Mesela öküzler hiçbir zaman sığ suya balıklama atlamaz, boyunlarını da kırmazlar. Öküzler düşünme yeteneği olmadığı halde, bu “öküzlüğü” yapmazken, düşünme yeteneği olduğu “varsayılan” insan nasıl olur da, öküzün dahi yapmadığını yapar?

Bu derin sorunun cevabını araştırmak gerekmez mi? Bu sorunun cevabı aslında ülkemizin önemli bir sorununa götürecektir bizi.

Lütfen biraz düşünelim.
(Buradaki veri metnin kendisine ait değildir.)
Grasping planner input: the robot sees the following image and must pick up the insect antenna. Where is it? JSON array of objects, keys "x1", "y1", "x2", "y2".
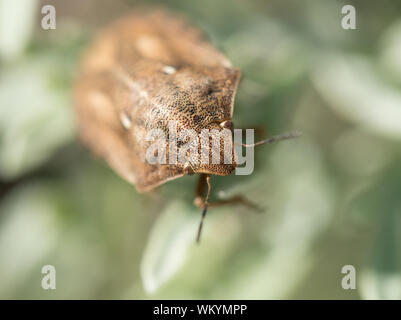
[
  {"x1": 241, "y1": 131, "x2": 302, "y2": 148},
  {"x1": 196, "y1": 175, "x2": 212, "y2": 244}
]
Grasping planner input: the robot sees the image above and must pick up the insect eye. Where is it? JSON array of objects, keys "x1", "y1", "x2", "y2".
[{"x1": 220, "y1": 120, "x2": 234, "y2": 129}]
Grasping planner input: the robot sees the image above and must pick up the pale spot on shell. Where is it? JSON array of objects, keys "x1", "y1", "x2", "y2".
[
  {"x1": 163, "y1": 66, "x2": 177, "y2": 74},
  {"x1": 120, "y1": 113, "x2": 132, "y2": 130}
]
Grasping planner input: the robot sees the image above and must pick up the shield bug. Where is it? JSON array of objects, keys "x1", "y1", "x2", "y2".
[{"x1": 76, "y1": 9, "x2": 300, "y2": 241}]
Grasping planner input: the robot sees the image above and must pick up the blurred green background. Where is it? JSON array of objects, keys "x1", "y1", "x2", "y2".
[{"x1": 0, "y1": 0, "x2": 401, "y2": 299}]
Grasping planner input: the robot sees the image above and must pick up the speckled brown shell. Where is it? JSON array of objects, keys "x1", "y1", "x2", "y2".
[{"x1": 76, "y1": 10, "x2": 240, "y2": 191}]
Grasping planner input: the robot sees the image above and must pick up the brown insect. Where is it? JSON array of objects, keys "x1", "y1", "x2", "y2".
[{"x1": 76, "y1": 10, "x2": 300, "y2": 241}]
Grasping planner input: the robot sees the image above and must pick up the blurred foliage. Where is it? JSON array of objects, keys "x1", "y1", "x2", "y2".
[{"x1": 0, "y1": 0, "x2": 401, "y2": 299}]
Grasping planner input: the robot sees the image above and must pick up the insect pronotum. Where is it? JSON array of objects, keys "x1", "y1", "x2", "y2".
[{"x1": 76, "y1": 9, "x2": 297, "y2": 242}]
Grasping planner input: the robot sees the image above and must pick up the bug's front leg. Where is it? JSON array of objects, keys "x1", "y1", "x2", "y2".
[{"x1": 194, "y1": 174, "x2": 262, "y2": 211}]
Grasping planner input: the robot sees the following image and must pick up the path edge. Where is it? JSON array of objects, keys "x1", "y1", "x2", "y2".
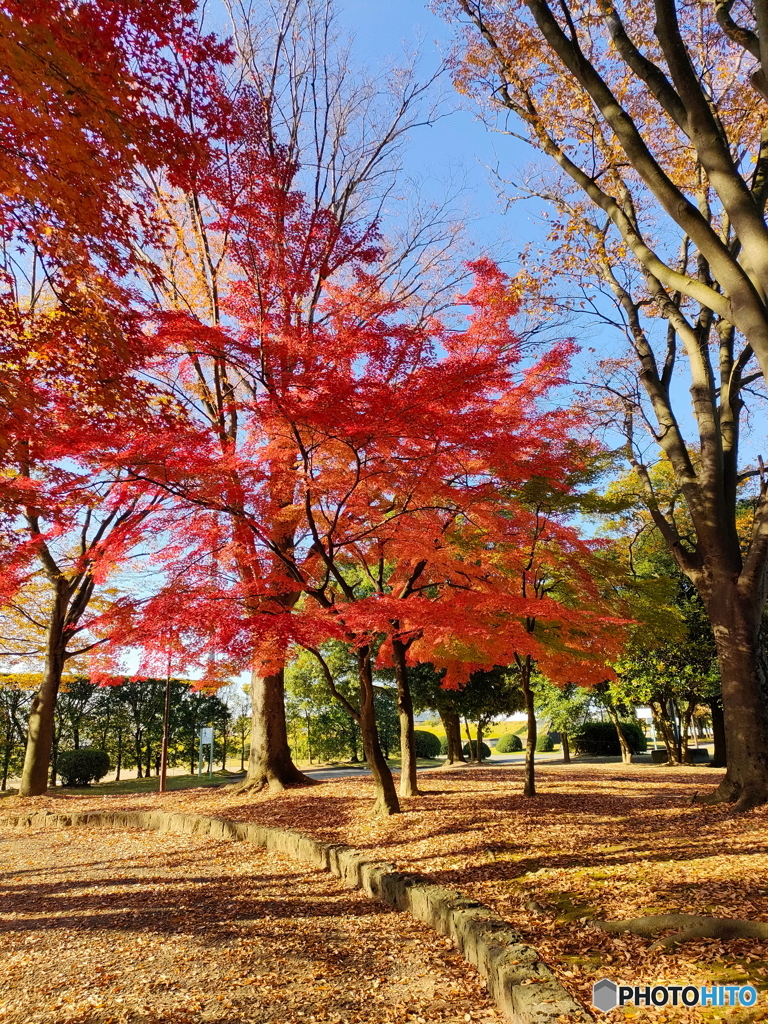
[{"x1": 0, "y1": 811, "x2": 595, "y2": 1024}]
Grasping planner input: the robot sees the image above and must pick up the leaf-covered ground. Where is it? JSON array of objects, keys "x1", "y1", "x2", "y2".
[
  {"x1": 0, "y1": 828, "x2": 501, "y2": 1024},
  {"x1": 6, "y1": 763, "x2": 768, "y2": 1024}
]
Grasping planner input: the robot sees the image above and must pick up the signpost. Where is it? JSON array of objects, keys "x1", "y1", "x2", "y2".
[{"x1": 198, "y1": 725, "x2": 213, "y2": 778}]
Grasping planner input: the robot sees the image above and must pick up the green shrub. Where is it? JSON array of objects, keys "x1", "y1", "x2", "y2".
[
  {"x1": 414, "y1": 729, "x2": 447, "y2": 758},
  {"x1": 462, "y1": 739, "x2": 490, "y2": 761},
  {"x1": 573, "y1": 722, "x2": 648, "y2": 758},
  {"x1": 56, "y1": 746, "x2": 112, "y2": 785},
  {"x1": 496, "y1": 732, "x2": 522, "y2": 754}
]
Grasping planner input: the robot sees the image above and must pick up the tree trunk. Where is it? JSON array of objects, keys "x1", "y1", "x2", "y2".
[
  {"x1": 680, "y1": 698, "x2": 696, "y2": 764},
  {"x1": 477, "y1": 722, "x2": 482, "y2": 765},
  {"x1": 605, "y1": 703, "x2": 632, "y2": 765},
  {"x1": 650, "y1": 700, "x2": 680, "y2": 765},
  {"x1": 349, "y1": 717, "x2": 359, "y2": 765},
  {"x1": 241, "y1": 669, "x2": 313, "y2": 793},
  {"x1": 392, "y1": 639, "x2": 419, "y2": 797},
  {"x1": 357, "y1": 647, "x2": 400, "y2": 816},
  {"x1": 439, "y1": 711, "x2": 466, "y2": 764},
  {"x1": 0, "y1": 718, "x2": 14, "y2": 793},
  {"x1": 710, "y1": 700, "x2": 728, "y2": 768},
  {"x1": 48, "y1": 715, "x2": 61, "y2": 788},
  {"x1": 706, "y1": 583, "x2": 768, "y2": 811},
  {"x1": 18, "y1": 618, "x2": 66, "y2": 797},
  {"x1": 464, "y1": 718, "x2": 477, "y2": 762},
  {"x1": 518, "y1": 654, "x2": 537, "y2": 797},
  {"x1": 560, "y1": 732, "x2": 570, "y2": 765}
]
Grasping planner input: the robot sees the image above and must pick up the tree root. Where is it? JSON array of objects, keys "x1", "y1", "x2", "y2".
[
  {"x1": 592, "y1": 913, "x2": 768, "y2": 949},
  {"x1": 231, "y1": 769, "x2": 321, "y2": 793},
  {"x1": 692, "y1": 774, "x2": 768, "y2": 814}
]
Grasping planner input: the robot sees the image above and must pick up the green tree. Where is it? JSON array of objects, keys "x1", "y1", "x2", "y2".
[{"x1": 534, "y1": 675, "x2": 592, "y2": 764}]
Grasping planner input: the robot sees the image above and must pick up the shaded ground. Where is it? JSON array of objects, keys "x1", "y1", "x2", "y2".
[
  {"x1": 0, "y1": 828, "x2": 501, "y2": 1024},
  {"x1": 9, "y1": 763, "x2": 768, "y2": 1024}
]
Milli Eğitimimiz TEOG sınavında 15 bin kişinin birinci olmasıyla övünüyor, ama aynı öğrenciler uluslararası standarttaki PISA sınavında dökülüyor. Dünyada 72 ülke içinde 50’inci sırada olduğumuzu görünce  aslında eğitim sistemimizin ne kadar “sığ” olduğunu anlıyoruz!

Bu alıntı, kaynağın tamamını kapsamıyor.